# Paper Summary: SWE-BENCH CAN LANGUAGE MODELS RESOLVE REAL-WORLD GITHUB ISSUES? 


Here's a full deep-dive on the SWE-bench paper:

* * *

```plaintext
                 PAPER X-RAY                       

║ Title      : SWE-bench: Can Language Models  ║
║              Resolve Real-World GitHub       ║
║              Issues?                        ║
║ Institution: Princeton University /          ║
║              University of Chicago          ║
║ Year       : 2024 (ICLR 2024)               ║
║ TL;DR      : A benchmark of 2,294 real       ║
║              GitHub issues requiring LMs to  ║
║              edit Python codebases. SOTA     ║
║              models barely solve ~2–4% of   ║
║              them.                          ║
║ Core Claim : Existing LMs fail at real-world ║
║              software engineering, and this  ║
║              benchmark can track progress   ║
║              toward more capable coding AIs ║
║ Beats SOTA : N/A — this is a benchmark       ║
║              paper, not a model paper        ║
║ Code Open? : Yes — swebench.com              ║

```

**Should you care?** If you're building coding agents or evaluating LLMs on code tasks, SWE-bench is now the standard hard eval.

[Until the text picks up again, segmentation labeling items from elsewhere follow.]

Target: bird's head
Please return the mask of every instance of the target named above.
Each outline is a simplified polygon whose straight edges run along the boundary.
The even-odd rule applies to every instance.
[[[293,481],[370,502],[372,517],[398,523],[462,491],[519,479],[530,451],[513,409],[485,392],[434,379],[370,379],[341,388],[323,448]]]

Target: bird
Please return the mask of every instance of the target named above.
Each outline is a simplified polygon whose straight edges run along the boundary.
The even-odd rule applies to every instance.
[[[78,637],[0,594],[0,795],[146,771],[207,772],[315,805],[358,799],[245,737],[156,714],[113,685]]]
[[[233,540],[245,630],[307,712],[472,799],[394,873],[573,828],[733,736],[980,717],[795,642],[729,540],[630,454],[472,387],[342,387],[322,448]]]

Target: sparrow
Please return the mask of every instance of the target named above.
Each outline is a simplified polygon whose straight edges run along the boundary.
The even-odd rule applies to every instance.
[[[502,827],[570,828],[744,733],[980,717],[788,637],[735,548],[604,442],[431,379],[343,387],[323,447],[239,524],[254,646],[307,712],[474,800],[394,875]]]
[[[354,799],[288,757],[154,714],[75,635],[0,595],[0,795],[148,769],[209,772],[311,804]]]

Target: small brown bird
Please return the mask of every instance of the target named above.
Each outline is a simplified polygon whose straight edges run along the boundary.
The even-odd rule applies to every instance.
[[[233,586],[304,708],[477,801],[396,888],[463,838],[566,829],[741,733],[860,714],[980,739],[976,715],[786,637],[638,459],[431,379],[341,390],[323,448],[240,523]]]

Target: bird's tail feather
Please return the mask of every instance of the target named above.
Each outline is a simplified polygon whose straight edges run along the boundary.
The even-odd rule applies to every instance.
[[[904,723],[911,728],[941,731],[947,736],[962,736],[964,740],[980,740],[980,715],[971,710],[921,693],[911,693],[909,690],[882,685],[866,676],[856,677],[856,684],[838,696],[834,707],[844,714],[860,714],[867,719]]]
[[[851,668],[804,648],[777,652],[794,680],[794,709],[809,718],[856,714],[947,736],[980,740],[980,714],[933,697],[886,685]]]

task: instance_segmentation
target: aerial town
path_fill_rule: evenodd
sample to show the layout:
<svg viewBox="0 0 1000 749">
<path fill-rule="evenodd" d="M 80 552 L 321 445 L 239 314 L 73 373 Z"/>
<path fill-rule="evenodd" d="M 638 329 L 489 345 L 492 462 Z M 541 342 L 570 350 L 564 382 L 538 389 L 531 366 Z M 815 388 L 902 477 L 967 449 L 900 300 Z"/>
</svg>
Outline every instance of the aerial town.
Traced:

HumanEval is saturated; this is what actually measures real software reasoning capability.

* * *

## Phase 2 — Section-by-Section Breakdown

### Section 1 — Introduction

**What They're Saying**

HumanEval and similar benchmarks ask models to write small self-contained functions from scratch. Real software engineering is nothing like that. Real bugs involve:

*   Navigating a large repo with thousands of files
    
*   Understanding how components interact across files
    
*   Making small, targeted edits rather than generating code from scratch
    
*   Verifying fixes via test suites
    

SWE-bench operationalizes this: given a real GitHub issue + a full repo snapshot, generate a patch that fixes it. Evaluation is execution-based — the patch must pass the original tests.

**Why It Matters**

Saturated benchmarks give false confidence. A model scoring 90% on HumanEval might be essentially useless in a real IDE. SWE-bench provides a signal that actually correlates with practical utility.

* * *

### Section 2 — Benchmark Construction

**What They're Saying**

The pipeline has 3 stages to turn GitHub PRs into clean task instances:

```plaintext
Stage 1: Scrape PRs
  - 12 popular Python repos on GitHub
  - ~90,000 raw PRs collected

Stage 2: Attribute Filter
  - Must be: Merged PR
  - Must: resolve a GitHub issue
  - Must: modify test files (proves a test was added)
  → Keeps "real" fixes with verifiable intent

Stage 3: Execution Filter
  - Install the repo at the PR's base commit
  - Apply test patch → run tests → log pre-results
  - Apply solution patch → run tests → log post-results
  - Keep only instances with ≥1 "fail-to-pass" test
  → Removes trivial/degenerate cases
```

After this pipeline: 90,000 PRs → 11,407 after attribute filter → **2,294 final instances**.

**Why It Matters**

This is a careful construction. The "fail-to-pass" requirement is the key: it guarantees the task isn't already solved and that there's a concrete test that verifies the fix. The execution-based filter also removes issues with broken installs, noise, etc.

**Task Formulation**

*   **Input to model:** Issue text description + full codebase (as files)
    
*   **Output expected:** A `.patch` file specifying line-level diffs
    
*   **Evaluation:** Apply the patch → run all associated tests → resolved if all FAIL\_TO\_PASS and PASS\_TO\_PASS tests pass
    

This is notable: the model must output a structured, machine-parseable diff format, not just free-form code.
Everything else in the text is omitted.